When a bike helmet breaks, it’s absorbing what’s called “impulse” – a secondary effect of an initial force. Impulse, which gives objects momentum, is what transmits kinetic energy through a system. It takes into account not just force, but also how long that force was applied. To calculate impulse, you multiply the average force by the length of time it was exerted on the subject.
For head protection to be most effective researchers say it has to block impulse.
“Everyone is focused on the force of an impact and only the force,” Arruda said. “But they’ve found that when they measure peak force on the surface of the skull, they can’t correlate that with brain injury. The reason is that force is only part of the story.”
Scientists and doctors don’t fully understand how a blow to the head translates to brain injury, but the U-M researchers say impulse is a big factor. Arruda and her colleagues have demonstrated this.

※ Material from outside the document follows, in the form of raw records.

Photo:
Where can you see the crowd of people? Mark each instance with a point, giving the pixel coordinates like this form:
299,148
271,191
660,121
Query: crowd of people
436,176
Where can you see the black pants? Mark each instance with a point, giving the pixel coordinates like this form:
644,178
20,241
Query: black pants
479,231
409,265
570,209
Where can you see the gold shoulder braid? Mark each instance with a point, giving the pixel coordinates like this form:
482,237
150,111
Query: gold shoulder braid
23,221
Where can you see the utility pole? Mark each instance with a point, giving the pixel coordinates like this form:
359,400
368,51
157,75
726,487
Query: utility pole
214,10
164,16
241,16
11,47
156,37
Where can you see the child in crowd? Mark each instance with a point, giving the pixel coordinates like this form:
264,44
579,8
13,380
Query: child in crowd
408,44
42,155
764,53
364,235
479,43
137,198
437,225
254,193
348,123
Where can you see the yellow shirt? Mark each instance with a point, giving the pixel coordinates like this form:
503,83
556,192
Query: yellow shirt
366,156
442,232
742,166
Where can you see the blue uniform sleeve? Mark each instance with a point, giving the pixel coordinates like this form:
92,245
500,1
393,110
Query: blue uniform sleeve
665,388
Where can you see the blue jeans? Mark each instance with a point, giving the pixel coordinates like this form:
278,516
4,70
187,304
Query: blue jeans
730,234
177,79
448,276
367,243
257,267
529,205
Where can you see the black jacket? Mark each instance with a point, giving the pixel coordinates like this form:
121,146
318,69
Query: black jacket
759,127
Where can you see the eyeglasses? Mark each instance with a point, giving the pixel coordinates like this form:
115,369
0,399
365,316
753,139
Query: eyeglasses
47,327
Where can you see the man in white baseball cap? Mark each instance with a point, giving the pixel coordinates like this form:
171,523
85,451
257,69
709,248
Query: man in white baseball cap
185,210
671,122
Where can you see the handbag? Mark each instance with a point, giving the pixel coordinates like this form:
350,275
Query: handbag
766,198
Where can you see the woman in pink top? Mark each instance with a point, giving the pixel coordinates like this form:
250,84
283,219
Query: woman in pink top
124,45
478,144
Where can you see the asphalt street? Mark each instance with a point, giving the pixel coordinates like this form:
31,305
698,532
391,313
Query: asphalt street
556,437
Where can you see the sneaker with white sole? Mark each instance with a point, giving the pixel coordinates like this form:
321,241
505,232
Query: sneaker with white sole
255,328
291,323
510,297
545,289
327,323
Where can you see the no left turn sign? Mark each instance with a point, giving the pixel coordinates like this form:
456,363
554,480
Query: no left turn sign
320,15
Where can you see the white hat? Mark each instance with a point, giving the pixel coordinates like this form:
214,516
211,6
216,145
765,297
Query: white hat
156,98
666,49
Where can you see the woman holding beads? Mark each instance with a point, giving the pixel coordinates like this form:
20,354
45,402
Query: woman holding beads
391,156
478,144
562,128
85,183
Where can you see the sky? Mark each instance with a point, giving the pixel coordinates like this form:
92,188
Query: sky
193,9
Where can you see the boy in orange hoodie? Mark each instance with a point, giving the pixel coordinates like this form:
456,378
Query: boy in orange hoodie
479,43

They’ve taken one of the first close looks at the mechanical features of impacts and blasts and how helmets and other armor might be designed to do a better job protecting sensitive structures. To do that, they built two-dimensional mock cross-sections of materials that stood in for the brain and skull in various helmet shells. Then they use a table-top collision simulator to test the different samples. They compared how much energy was transmitted through to the brain-type layer in their own helmet system and the status quo. They used a high-speed camera to help them observe how the brain model deformed in both systems
In their experiments, the conventional football helmet model did little to block impulse, however their prototype reduced impulse to just 20% of what got through to the brain model in the conventional helmet.
The prototype helmet is made up of three materials; the first layer is similar to the hard polycarbonate that’s the shell of present-day helmets. The second is a flexible plastic and the third, ‘visco-elastic’, layer has the consistency of dried tar.
“Together these substances reflect most of the initial shock wave from a collision – most of the initial force. They also do something else unique and important: They convert the frequency of that incoming pressure wave to a frequency that the next layer can, in essence, grab ahold of and dissipate by vibrating. This third ‘visco-elastic’ layer has the consistency of dried tar.”
“We’ve come up with a totally new concept of how to make efficient impact-mitigating structures that could dissipate energy without being damaged,”said Michael Thouless, the Janine Johnson Weins Professor of Engineering in mechanical engineering and materials science and engineering.
“And we used basic concepts of mechanics to develop a fundamental understanding of how to protect delicate structures such as the brain.”